A structure with at least one member may additionally contain a single array member of unspecified length at the end of the structure. This is called a flexible array member:

struct ex1 
{
    size_t foo;
    int flex[];
};

struct ex2_header 
{
    int foo;
    char bar;
};

struct ex2 
{
    struct ex2_header hdr;
    int flex[];
};

/* Merged ex2_header and ex2 structures. */
struct ex3 
{
    int foo;
    char bar;
    int flex[];
};

Effects on Size and Padding

A flexible array member is treated as having no size when calculating the size of a structure, though padding between that member and the previous member of the structure may still exist:

/* Prints "8,8" on my machine, so there is no padding. */
printf("%zu,%zu\n", sizeof(size_t), sizeof(struct ex1));

/* Also prints "8,8" on my machine, so there is no padding in the ex2 structure itself. */
printf("%zu,%zu\n", sizeof(struct ex2_header), sizeof(struct ex2));

/* Prints "5,8" on my machine, so there are 3 bytes of padding. */
printf("%zu,%zu\n", sizeof(int) + sizeof(char), sizeof(struct ex3));

The flexible array member is considered to have an incomplete array type, so its size cannot be calculated using sizeof.

Usage

You can declare and initialize an object with a structure type containing a flexible array member, but you must not attempt to initialize the flexible array member since it is treated as if it does not exist. It is forbidden to try to do this, and compile errors will result.

Similarly, you should not attempt to assign a value to any element of a flexible array member when declaring a structure in this way since there may not be enough padding at the end of the structure to allow for any objects required by the flexible array member. The compiler will not necessarily prevent you from doing this, however, so this can lead to undefined behavior.

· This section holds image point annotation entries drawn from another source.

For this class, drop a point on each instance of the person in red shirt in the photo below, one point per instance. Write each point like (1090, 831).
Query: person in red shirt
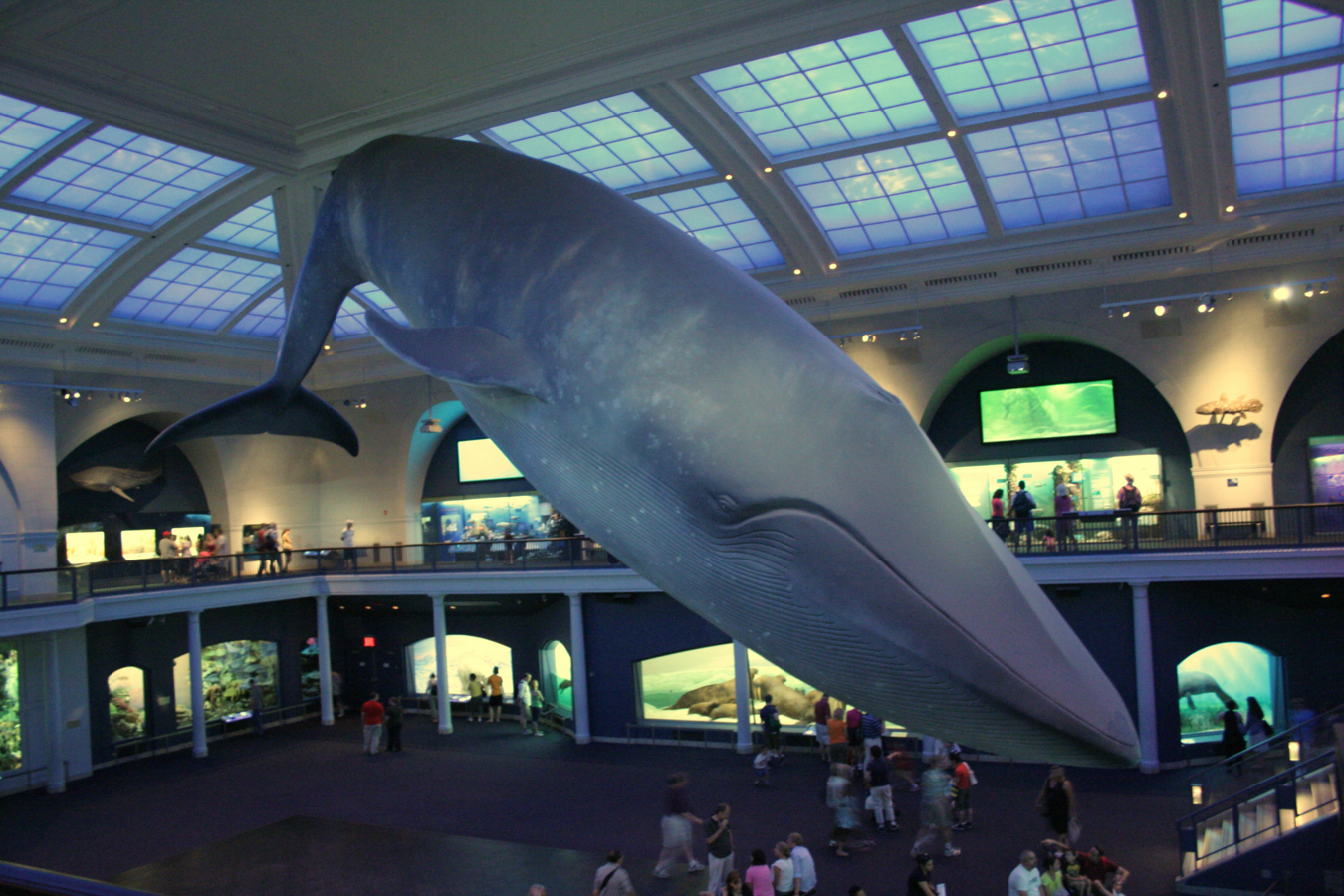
(372, 712)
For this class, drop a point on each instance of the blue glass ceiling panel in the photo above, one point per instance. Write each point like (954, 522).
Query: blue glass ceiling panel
(821, 96)
(382, 301)
(196, 289)
(126, 176)
(43, 261)
(1094, 162)
(26, 127)
(1286, 130)
(253, 227)
(1001, 55)
(620, 141)
(890, 198)
(265, 320)
(1262, 30)
(721, 220)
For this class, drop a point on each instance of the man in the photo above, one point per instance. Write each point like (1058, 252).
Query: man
(803, 866)
(678, 819)
(496, 695)
(718, 838)
(372, 712)
(613, 880)
(1024, 879)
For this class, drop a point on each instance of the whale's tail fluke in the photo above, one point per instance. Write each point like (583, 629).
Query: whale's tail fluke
(266, 408)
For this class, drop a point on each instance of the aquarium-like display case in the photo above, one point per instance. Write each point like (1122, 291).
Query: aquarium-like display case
(126, 703)
(1232, 669)
(467, 656)
(226, 668)
(11, 724)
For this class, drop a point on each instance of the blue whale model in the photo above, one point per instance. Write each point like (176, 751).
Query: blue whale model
(705, 431)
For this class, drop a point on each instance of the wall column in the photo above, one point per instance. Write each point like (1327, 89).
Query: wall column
(56, 723)
(1147, 693)
(742, 691)
(325, 662)
(578, 658)
(445, 706)
(198, 687)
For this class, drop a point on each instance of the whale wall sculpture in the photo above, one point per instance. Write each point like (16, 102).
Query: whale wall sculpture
(692, 422)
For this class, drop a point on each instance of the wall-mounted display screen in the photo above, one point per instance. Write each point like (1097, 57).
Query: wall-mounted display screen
(126, 703)
(85, 547)
(226, 669)
(138, 545)
(480, 460)
(467, 656)
(1232, 669)
(1047, 411)
(11, 731)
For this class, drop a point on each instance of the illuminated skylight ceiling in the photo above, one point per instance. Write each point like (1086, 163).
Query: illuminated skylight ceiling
(620, 141)
(721, 220)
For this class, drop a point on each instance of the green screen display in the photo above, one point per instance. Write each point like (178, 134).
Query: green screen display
(1047, 411)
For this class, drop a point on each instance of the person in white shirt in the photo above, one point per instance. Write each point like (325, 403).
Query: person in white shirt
(1024, 879)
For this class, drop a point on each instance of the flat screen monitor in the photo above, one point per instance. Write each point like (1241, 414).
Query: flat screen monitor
(480, 460)
(1047, 411)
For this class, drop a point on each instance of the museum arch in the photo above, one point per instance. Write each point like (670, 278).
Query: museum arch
(1144, 419)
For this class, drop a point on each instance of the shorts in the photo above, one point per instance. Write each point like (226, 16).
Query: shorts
(676, 831)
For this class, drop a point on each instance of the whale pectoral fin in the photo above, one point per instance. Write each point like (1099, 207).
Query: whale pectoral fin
(469, 354)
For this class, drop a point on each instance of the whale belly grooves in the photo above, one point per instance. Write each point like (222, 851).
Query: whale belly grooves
(798, 588)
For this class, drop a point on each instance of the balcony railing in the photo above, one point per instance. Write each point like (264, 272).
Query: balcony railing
(1285, 526)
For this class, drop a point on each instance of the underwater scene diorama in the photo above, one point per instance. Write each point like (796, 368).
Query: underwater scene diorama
(467, 656)
(126, 703)
(698, 685)
(11, 733)
(1209, 677)
(226, 669)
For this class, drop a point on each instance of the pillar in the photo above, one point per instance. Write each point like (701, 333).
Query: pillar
(1147, 693)
(56, 723)
(198, 687)
(325, 662)
(742, 692)
(445, 704)
(578, 658)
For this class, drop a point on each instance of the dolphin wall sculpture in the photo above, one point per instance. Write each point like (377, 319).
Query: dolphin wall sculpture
(686, 416)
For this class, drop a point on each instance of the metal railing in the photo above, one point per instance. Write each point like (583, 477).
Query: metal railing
(69, 584)
(1283, 526)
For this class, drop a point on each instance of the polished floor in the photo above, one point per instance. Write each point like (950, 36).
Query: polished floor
(490, 811)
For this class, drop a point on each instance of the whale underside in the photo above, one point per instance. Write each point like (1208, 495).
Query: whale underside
(699, 427)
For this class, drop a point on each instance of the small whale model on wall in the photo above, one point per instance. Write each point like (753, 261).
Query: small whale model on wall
(698, 426)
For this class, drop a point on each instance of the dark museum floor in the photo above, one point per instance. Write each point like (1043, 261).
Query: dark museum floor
(490, 811)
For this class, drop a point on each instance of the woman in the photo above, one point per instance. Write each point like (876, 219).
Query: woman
(782, 871)
(1056, 803)
(998, 522)
(759, 877)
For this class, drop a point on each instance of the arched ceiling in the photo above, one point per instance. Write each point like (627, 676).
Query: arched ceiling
(160, 164)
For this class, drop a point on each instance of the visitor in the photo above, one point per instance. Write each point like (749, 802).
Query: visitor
(920, 883)
(876, 774)
(803, 865)
(395, 719)
(1058, 806)
(372, 712)
(782, 871)
(678, 821)
(718, 840)
(611, 879)
(1024, 879)
(496, 685)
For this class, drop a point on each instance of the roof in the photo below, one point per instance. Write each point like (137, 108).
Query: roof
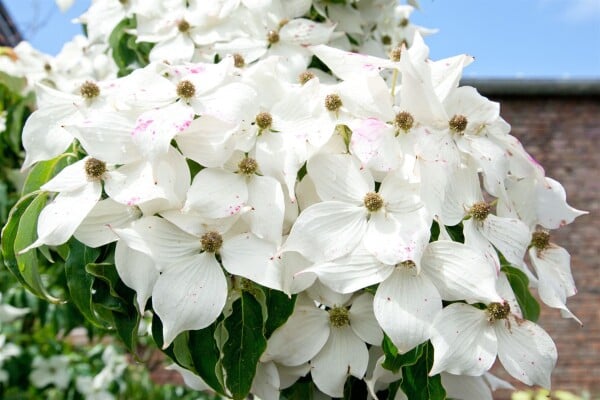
(9, 34)
(535, 87)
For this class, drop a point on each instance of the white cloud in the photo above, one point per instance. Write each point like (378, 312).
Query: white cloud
(575, 10)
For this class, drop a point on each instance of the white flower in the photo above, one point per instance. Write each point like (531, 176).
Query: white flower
(466, 341)
(10, 313)
(352, 212)
(50, 371)
(92, 388)
(333, 340)
(410, 293)
(552, 264)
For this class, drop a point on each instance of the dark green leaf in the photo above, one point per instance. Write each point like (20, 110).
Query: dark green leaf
(245, 345)
(520, 286)
(43, 171)
(279, 309)
(456, 233)
(181, 349)
(107, 272)
(9, 233)
(28, 262)
(394, 363)
(301, 390)
(205, 356)
(126, 326)
(417, 384)
(80, 281)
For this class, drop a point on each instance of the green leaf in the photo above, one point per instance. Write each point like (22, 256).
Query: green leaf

/* invalid: cannot initialize flexible array member */
struct ex1 e1 = {1, {2, 3}};
/* invalid: hdr={foo=1, bar=2} OK, but cannot initialize flexible array member */
struct ex2 e2 = {{1, 2}, {3}};
/* valid: initialize foo=1, bar=2 members */
struct ex3 e3 = {1, 2};

e1.flex[0] = 3; /* undefined behavior, in my case */
e3.flex[0] = 2; /* undefined behavior again */
e2.flex[0] = e3.flex[0]; /* undefined behavior */

You may instead choose to use malloc, calloc, or realloc to allocate the structure with extra storage and later free it, which allows you to use the flexible array member as you wish:

/* valid: allocate an object of structure type `ex1` along with an array of 2 ints */
struct ex1 *pe1 = malloc(sizeof(*pe1) + 2 * sizeof(pe1->flex[0]));

/* valid: allocate an object of structure type ex2 along with an array of 4 ints */
struct ex2 *pe2 = malloc(sizeof(struct ex2) + sizeof(int[4]));

/* valid: allocate 5 structure type ex3 objects along with an array of 3 ints per object */
struct ex3 *pe3 = malloc(5 * (sizeof(*pe3) + sizeof(int[3])));

pe1->flex[0] = 3; /* valid */
pe3[0]->flex[0] = pe1->flex[0]; /* valid */
C99

The 'struct hack'

Flexible array members did not exist prior to C99 and are treated as errors. A common workaround is to declare an array of length 1, a technique called the 'struct hack':

struct ex1 
{
    size_t foo;
    int flex[1];
};

This will affect the size of the structure, however, unlike a true flexible array member:

/* Prints "8,4,16" on my machine, signifying that there are 4 bytes of padding. */
printf("%d,%d,%d\n", (int)sizeof(size_t), (int)sizeof(int[1]), (int)sizeof(struct ex1));

To use the flex member as a flexible array member, you'd allocate it with malloc as shown above, except that sizeof(*pe1) (or the equivalent sizeof(struct ex1)) would be replaced with offsetof(struct ex1, flex) or the longer, type-agnostic expression sizeof(*pe1)-sizeof(pe1->flex). Alternatively, you might subtract 1 from the desired length of the "flexible" array since it's already included in the structure size, assuming the desired length is greater than 0. The same logic may be applied to the other usage examples.

Compatibility

If compatibility with compilers that do not support flexible array members is desired, you may use a macro defined like FLEXMEMB_SIZE below:

#if __STDC_VERSION__ < 199901L
#define FLEXMEMB_SIZE 1
#else
#define FLEXMEMB_SIZE /* nothing */
#endif

struct ex1 
{
    size_t foo;
    int flex[FLEXMEMB_SIZE];
};

When allocating objects, you should use the offsetof(struct ex1, flex) form to refer to the structure size (excluding the flexible array member) since it is the only expression that will remain consistent between compilers that support flexible array members and compilers that do not:

struct ex1 *pe10 = malloc(offsetof(struct ex1, flex) + n * sizeof(pe10->flex[0]));

The alternative is to use the preprocessor to conditionally subtract 1 from the specified length. Due to the increased potential for inconsistency and general human error in this form, I moved the logic into a separate function:

struct ex1 *ex1_alloc(size_t n)
{
    struct ex1 tmp;
#if __STDC_VERSION__ < 199901L
    if (n != 0)
        n--;
#endif
    return malloc(sizeof(tmp) + n * sizeof(tmp.flex[0]));
}
...

/* allocate an ex1 object with "flex" array of length 3 */
struct ex1 *pe1 = ex1_alloc(3);